L’esercito israeliano avrebbe iniziato ad evacuare i primi civili palestinesi in vista di un assalto di terra a Rafah, nel sud della Striscia di Gaza. A dichiararlo è stato mercoledì un alto funzionario della difesa dello Stato ebraico, che non ha tuttavia fornito alcuna data approssimativa per l’inizio delle operazioni.
Secondo Reuters, il Ministero della Difesa di Tel Aviv avrebbe già acquistato circa 40.000 tende, ognuna delle quali può contenere da dieci a dodici persone, per ospitare i centinaia di migliaia di palestinesi che verranno rimossi dalla città al confine con l’Egitto – ultima roccaforte di Hamas nella Striscia.
Il gabinetto di guerra presieduto da Benjamin Netanyahu si riunirà nelle prossime due settimane per autorizzare le evacuazioni dei civili, la cui durata complessiva è stimata in almeno un mese.
“Hamas è stato colpito duramente nel settore settentrionale. È stato colpito duramente anche nel centro della Striscia. E presto sarà colpito duramente anche a Rafah”, ha dichiarato alla TV pubblica Kan il generale di brigata Itzik Cohen, comandante della 162esima divisione israeliana che opera a Gaza.

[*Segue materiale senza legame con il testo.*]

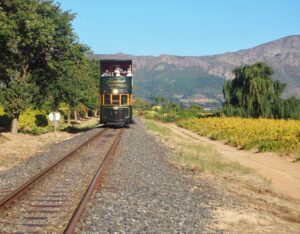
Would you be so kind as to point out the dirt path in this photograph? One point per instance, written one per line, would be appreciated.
(283, 174)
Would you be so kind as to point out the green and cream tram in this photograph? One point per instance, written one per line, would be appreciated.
(116, 92)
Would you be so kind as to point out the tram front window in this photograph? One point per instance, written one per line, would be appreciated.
(115, 99)
(106, 99)
(124, 100)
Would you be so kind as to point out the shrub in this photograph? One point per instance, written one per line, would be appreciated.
(31, 119)
(5, 121)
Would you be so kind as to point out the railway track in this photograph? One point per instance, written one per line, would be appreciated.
(53, 200)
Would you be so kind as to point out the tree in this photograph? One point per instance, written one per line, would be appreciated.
(36, 38)
(252, 93)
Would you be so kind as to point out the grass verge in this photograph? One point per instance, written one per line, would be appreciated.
(194, 156)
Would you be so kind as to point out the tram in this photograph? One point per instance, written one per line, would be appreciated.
(116, 92)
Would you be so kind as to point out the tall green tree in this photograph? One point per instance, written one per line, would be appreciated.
(36, 38)
(252, 93)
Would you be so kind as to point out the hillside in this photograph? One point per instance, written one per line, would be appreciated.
(200, 79)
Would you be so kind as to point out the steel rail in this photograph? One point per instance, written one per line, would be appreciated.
(70, 229)
(22, 189)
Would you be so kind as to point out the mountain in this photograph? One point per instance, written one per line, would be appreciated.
(200, 79)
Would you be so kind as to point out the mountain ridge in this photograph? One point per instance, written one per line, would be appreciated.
(283, 55)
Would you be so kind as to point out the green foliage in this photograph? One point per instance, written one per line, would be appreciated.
(4, 120)
(140, 104)
(254, 94)
(32, 119)
(16, 97)
(41, 62)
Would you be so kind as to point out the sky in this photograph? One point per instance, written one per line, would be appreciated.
(181, 27)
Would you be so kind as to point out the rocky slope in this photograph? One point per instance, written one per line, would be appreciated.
(188, 76)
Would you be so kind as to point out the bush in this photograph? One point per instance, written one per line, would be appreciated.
(5, 121)
(32, 119)
(150, 114)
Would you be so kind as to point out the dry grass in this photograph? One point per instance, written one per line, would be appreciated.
(15, 148)
(250, 204)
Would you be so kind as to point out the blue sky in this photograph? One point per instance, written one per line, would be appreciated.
(181, 27)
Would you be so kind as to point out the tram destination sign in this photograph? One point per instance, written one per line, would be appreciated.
(122, 83)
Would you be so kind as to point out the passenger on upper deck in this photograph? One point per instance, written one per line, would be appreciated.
(106, 73)
(129, 72)
(117, 71)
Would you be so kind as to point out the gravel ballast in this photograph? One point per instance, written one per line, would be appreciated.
(142, 192)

Diverse immagini satellitari sembrano mostrare la costruzione già in corso di una nuova tendopoli vicino a Khan Younis, nel sud della Striscia. Secondo i funzionari sanitari palestinesi, tuttavia, il campo servirà per ospitare gli sfollati di Gaza precedentemente rifugiatisi in ospedale, piuttosto che per accogliere gli evacuati di Rafah.
Nella notte, intanto, diversi raid aerei israeliani su Rafah avrebbero ucciso almeno cinque persone, secondo quanto riferito dalle autorità ospedaliere locali. Tra le vittime anche due bambini: Sham Najjar, 6 anni, e Jamal Nabahan, 8 anni. Nella porzione centrale della Striscia, altre quattro persone sarebbero state invece uccise dai carri armati dello Stato ebraico mentre le vittime stavano cercando di spostarsi verso il nord.

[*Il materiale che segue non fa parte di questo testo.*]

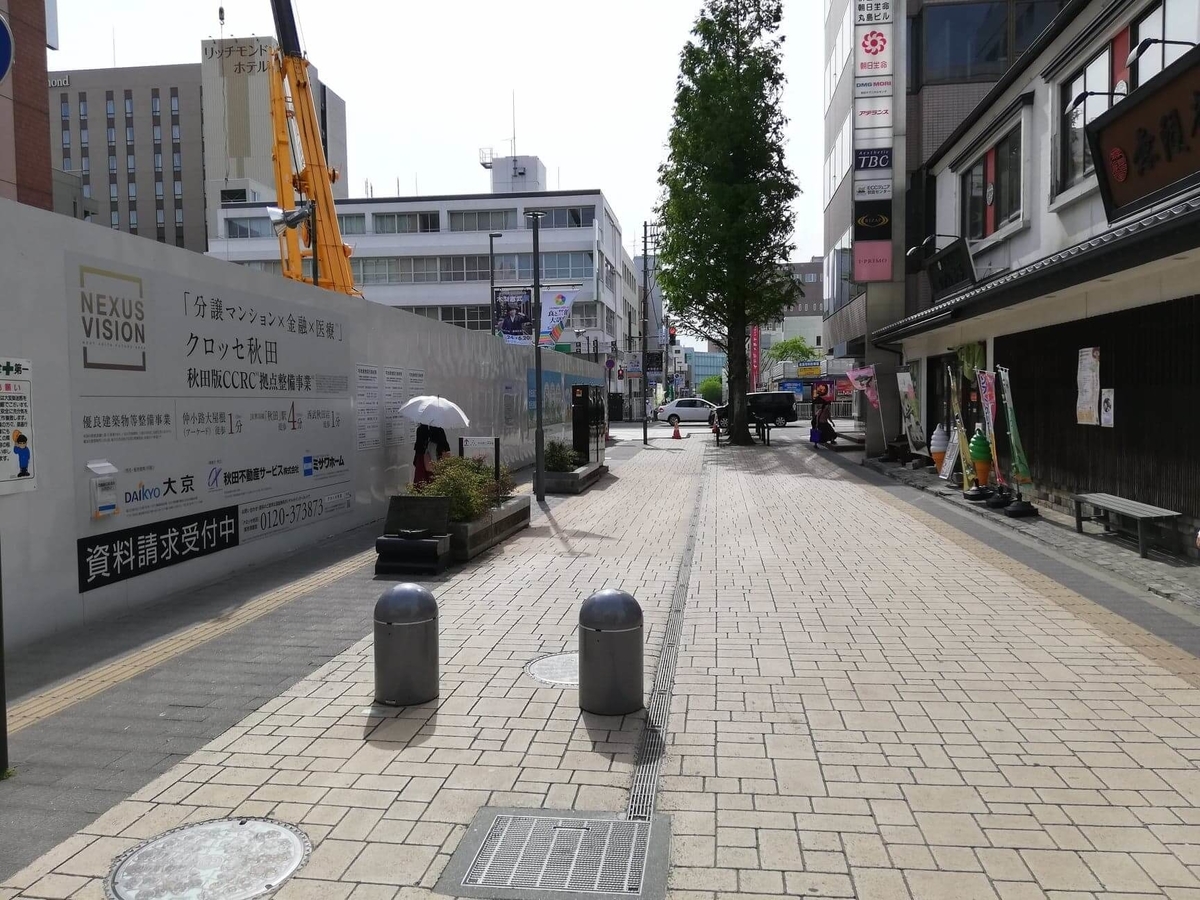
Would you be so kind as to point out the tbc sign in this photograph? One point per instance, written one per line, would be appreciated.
(1146, 148)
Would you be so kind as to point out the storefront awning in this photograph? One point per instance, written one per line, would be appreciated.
(1150, 238)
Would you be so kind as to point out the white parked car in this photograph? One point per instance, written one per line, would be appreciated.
(688, 409)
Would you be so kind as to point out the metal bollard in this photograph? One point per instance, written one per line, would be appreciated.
(611, 643)
(406, 646)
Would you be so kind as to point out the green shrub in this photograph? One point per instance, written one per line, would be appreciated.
(561, 456)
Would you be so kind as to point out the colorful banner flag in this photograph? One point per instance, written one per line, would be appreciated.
(988, 399)
(1020, 465)
(864, 381)
(910, 411)
(556, 307)
(960, 426)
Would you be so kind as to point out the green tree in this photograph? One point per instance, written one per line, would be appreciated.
(726, 204)
(793, 349)
(711, 389)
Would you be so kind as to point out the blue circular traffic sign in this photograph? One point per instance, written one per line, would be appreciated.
(7, 49)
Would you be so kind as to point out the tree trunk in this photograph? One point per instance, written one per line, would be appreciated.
(739, 377)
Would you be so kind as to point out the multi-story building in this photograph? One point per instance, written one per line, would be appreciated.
(160, 147)
(133, 137)
(899, 79)
(1069, 199)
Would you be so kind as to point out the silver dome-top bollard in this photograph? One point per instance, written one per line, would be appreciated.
(611, 646)
(406, 646)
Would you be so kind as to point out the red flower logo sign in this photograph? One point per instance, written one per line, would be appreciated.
(875, 42)
(1119, 165)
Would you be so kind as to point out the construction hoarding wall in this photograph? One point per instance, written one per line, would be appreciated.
(195, 418)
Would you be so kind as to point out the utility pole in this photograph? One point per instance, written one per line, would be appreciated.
(646, 325)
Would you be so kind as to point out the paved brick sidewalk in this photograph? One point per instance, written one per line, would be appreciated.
(868, 703)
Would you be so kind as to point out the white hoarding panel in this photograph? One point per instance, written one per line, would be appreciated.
(228, 417)
(873, 51)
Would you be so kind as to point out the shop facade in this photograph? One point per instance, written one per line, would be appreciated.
(1071, 205)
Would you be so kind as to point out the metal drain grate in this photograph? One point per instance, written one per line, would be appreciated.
(652, 745)
(586, 856)
(525, 855)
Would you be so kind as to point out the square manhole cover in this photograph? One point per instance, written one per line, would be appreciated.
(520, 855)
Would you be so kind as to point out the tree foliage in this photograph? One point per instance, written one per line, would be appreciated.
(726, 205)
(711, 389)
(793, 349)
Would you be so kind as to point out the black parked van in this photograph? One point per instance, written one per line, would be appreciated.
(775, 407)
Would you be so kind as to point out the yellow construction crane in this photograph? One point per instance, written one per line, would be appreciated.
(301, 169)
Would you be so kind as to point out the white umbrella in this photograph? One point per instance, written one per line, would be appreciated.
(437, 412)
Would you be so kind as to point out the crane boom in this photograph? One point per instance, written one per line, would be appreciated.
(300, 166)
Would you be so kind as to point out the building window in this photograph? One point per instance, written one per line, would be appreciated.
(496, 220)
(1008, 179)
(406, 222)
(1097, 76)
(570, 217)
(973, 208)
(965, 42)
(245, 227)
(1174, 19)
(573, 265)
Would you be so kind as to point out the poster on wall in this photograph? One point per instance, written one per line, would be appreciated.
(366, 407)
(514, 315)
(1087, 400)
(395, 393)
(910, 409)
(227, 415)
(18, 449)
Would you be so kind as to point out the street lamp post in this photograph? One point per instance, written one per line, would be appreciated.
(539, 435)
(491, 277)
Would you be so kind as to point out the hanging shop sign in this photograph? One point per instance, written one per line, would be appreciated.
(873, 12)
(873, 262)
(873, 51)
(1146, 148)
(881, 87)
(873, 221)
(871, 113)
(951, 270)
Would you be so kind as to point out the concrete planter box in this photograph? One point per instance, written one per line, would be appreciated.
(469, 539)
(576, 481)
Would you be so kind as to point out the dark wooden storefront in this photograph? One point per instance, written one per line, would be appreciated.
(1149, 358)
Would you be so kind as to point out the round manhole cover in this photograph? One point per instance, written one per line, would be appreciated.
(222, 859)
(562, 669)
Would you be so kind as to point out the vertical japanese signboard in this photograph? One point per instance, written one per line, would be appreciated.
(873, 135)
(18, 449)
(228, 417)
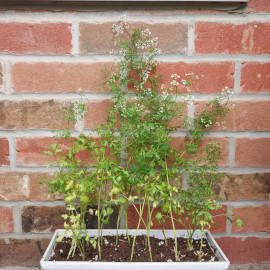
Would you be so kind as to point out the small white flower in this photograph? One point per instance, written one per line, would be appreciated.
(174, 83)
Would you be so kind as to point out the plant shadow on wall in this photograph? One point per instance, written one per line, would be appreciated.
(133, 162)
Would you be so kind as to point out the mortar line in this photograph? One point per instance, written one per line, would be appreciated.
(96, 97)
(237, 77)
(230, 204)
(80, 58)
(191, 38)
(228, 223)
(75, 39)
(24, 203)
(40, 133)
(244, 203)
(17, 218)
(232, 152)
(67, 17)
(44, 169)
(7, 77)
(12, 152)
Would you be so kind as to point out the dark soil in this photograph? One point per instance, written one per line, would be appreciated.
(121, 252)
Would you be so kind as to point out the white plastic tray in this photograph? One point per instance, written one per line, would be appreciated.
(223, 264)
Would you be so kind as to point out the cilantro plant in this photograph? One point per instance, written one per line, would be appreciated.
(134, 163)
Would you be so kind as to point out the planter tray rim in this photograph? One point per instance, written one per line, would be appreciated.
(46, 264)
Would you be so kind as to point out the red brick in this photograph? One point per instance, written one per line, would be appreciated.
(255, 77)
(246, 115)
(92, 42)
(245, 250)
(42, 38)
(4, 152)
(248, 38)
(259, 6)
(42, 218)
(19, 186)
(223, 75)
(30, 151)
(96, 113)
(177, 143)
(256, 219)
(243, 187)
(252, 152)
(133, 219)
(6, 219)
(22, 252)
(58, 77)
(1, 75)
(32, 114)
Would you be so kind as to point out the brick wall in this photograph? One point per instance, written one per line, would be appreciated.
(46, 57)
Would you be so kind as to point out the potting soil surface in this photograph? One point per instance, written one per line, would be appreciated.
(121, 252)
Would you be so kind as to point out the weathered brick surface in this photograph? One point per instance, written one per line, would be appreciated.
(256, 219)
(40, 38)
(18, 186)
(6, 219)
(133, 219)
(93, 42)
(243, 187)
(22, 252)
(252, 152)
(246, 115)
(259, 6)
(42, 218)
(96, 113)
(32, 114)
(245, 250)
(1, 75)
(4, 152)
(255, 77)
(177, 143)
(58, 77)
(224, 75)
(248, 38)
(30, 151)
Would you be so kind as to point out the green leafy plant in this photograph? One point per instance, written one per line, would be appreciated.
(134, 162)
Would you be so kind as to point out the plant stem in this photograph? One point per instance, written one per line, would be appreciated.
(99, 240)
(148, 231)
(200, 253)
(118, 222)
(127, 224)
(138, 226)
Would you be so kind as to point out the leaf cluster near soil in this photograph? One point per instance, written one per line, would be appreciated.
(121, 252)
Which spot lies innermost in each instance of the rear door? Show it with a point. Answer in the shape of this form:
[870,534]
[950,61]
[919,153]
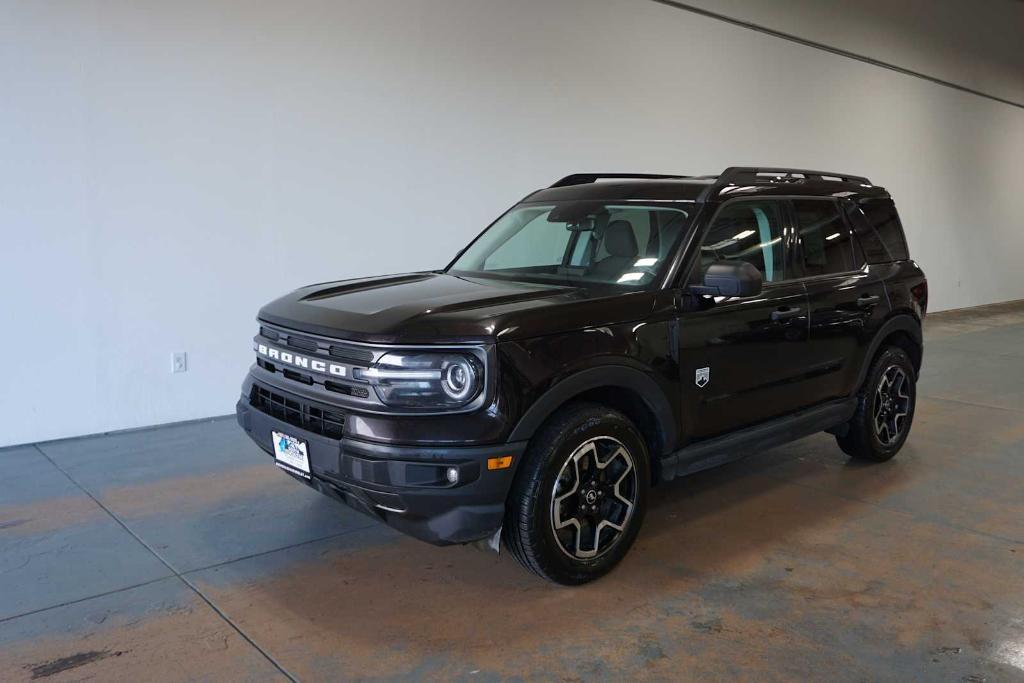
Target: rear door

Da Istanbul, uno dei leader militari di Hamas ha dichiarato all’Associated Press che la milizia islamista sarebbe pronta a deporre le armi nel caso in cui Israele accettasse una soluzione politica basata sui due Stati.
Secondo Khalil al-Hayya, i mujaheddin palestinesi accetterebbero una tregua di cinque o più anni con lo Stato ebraico e di deporre le armi, tramutandosi in un partito politico, ma solo nel caso in cui venisse dato il via libera a uno Stato palestinese indipendente lungo i confini precedenti alla Guerra dei sei giorni del 1967.

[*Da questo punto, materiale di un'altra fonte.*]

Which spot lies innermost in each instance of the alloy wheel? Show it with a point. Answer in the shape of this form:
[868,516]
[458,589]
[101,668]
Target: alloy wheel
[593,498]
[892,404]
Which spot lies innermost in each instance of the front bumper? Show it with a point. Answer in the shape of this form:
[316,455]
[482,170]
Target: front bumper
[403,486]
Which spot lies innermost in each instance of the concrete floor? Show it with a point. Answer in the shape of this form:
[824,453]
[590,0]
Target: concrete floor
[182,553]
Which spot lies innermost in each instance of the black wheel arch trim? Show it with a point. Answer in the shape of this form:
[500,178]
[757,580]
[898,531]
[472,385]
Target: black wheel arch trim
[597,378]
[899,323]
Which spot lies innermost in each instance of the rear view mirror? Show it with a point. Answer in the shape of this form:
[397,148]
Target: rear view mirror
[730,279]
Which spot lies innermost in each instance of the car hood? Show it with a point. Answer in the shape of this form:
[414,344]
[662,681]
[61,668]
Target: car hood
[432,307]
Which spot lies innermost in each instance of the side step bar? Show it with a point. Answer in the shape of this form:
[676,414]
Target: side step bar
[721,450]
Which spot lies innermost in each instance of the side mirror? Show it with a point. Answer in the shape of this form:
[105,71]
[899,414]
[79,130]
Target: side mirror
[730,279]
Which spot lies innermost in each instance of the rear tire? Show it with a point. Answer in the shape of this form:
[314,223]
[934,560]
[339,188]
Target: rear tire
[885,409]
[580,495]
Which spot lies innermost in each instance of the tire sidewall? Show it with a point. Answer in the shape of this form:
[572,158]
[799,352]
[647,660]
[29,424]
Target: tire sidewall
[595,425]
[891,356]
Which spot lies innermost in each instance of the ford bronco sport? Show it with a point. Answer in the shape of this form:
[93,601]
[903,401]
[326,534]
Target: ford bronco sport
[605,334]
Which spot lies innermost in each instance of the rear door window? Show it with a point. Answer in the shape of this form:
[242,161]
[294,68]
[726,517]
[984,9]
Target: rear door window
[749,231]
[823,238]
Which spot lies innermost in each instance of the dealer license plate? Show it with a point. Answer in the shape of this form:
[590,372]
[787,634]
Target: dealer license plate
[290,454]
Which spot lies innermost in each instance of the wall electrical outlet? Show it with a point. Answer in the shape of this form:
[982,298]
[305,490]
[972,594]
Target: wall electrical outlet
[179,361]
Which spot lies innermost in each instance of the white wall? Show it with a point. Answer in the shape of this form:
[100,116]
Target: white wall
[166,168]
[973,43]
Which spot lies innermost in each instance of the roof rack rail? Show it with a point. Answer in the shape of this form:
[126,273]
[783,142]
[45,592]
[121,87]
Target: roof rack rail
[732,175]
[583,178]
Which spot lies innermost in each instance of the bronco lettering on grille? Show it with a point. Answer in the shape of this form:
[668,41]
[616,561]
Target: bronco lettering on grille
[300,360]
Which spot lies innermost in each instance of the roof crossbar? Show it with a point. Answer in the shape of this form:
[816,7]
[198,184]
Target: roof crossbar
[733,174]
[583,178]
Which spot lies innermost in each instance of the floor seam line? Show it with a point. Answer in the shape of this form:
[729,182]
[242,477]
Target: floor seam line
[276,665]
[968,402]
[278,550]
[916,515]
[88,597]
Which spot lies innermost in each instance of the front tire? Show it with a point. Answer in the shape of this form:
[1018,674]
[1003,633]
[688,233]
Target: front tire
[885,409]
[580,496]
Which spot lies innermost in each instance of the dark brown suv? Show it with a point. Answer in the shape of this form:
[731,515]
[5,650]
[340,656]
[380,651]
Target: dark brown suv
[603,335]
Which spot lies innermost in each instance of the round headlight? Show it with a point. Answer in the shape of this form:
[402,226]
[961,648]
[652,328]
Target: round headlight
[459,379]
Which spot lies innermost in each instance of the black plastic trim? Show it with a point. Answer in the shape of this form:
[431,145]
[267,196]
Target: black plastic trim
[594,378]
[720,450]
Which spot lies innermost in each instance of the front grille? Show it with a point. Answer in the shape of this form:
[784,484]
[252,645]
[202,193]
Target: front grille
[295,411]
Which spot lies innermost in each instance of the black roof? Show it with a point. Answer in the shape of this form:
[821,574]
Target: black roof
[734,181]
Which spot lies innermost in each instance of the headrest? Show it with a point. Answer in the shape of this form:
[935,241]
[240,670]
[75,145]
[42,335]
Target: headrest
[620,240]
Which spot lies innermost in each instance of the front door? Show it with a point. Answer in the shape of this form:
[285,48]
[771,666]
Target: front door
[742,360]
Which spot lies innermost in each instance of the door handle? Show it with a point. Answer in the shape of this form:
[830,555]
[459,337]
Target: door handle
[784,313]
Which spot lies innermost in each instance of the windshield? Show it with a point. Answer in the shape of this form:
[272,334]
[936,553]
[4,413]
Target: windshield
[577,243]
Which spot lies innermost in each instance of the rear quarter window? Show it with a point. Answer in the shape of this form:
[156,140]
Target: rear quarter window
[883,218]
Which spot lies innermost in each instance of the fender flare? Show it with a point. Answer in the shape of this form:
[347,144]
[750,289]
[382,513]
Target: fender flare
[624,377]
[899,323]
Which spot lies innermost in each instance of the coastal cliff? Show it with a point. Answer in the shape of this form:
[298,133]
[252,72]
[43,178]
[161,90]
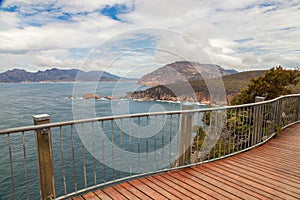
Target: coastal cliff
[197,90]
[183,71]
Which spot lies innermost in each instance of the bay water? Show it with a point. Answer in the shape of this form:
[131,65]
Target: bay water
[63,102]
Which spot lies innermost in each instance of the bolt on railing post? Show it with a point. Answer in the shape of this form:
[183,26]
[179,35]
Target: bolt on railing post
[258,120]
[185,136]
[45,163]
[298,109]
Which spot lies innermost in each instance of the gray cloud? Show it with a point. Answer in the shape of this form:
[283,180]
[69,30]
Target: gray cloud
[235,34]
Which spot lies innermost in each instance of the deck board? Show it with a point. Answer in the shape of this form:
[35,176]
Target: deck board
[270,171]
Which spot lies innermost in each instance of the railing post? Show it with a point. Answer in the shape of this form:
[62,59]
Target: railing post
[258,120]
[298,109]
[44,151]
[185,136]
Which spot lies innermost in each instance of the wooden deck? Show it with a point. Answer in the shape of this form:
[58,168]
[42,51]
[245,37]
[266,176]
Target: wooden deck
[270,171]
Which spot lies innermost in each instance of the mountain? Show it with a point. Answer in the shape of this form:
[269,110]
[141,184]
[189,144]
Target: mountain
[197,90]
[55,75]
[182,71]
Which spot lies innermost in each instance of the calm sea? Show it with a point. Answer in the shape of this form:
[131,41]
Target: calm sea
[63,102]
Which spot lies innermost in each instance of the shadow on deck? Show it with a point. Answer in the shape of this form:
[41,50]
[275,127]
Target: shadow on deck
[270,171]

Hamas accetterebbe “uno Stato palestinese pienamente sovrano in Cisgiordania e nella Striscia di Gaza e il ritorno dei rifugiati palestinesi in conformità con le risoluzioni internazionali”, lungo i confini di Israele pre-1967, ha dichiarato al-Hayya. I desiderata sono simili a quelli dell’Autorità palestinese, che è stata cacciata dalla Striscia proprio da Hamas e che non ha formalmente commentato le dichiarazioni del militante antagonista.
In cima alle priorità dell’attuale governo israeliano rimane tuttavia lo sradicamento totale di Hamas dopo gli attentati omicidi del 7 ottobre, e finora l’esecutivo di ‘Bibi’ ha sempre dimostrato ferma contrarietà alla creazione di uno Stato palestinese sui territori conquistati militarmente da Israele nel 1967.
Al-Hayya ha inoltre lasciato intendere che Hamas potrebbe attaccare le forze israeliane o statunitensi posizionate vicino a un molo galleggiante che Washington sta costruendo lungo la costa di Gaza per agevolare l’arrivo di aiuti umanitari ai civili via mare.
“Rifiutiamo categoricamente qualsiasi presenza non palestinese a Gaza, sia in mare che sulla terraferma, e affronteremo qualsiasi forza militare presente in questi luoghi, israeliana o di altro tipo… come una potenza occupante”, ha dichiarato.
Nei quasi sette mesi di guerra a Gaza, il bollettino dei morti ha ormai superato quota 34.000 vittime palestinesi (dati del ministero della Sanità di Hamas) e 1.200 israeliani, per lo più civili. Attualmente risulta inoltre sfollato circa l’80% dei 2,3 milioni di abitanti che prima della guerra risiedevano a Gaza – e che in gran parte si sono reinsediati proprio a Rafah.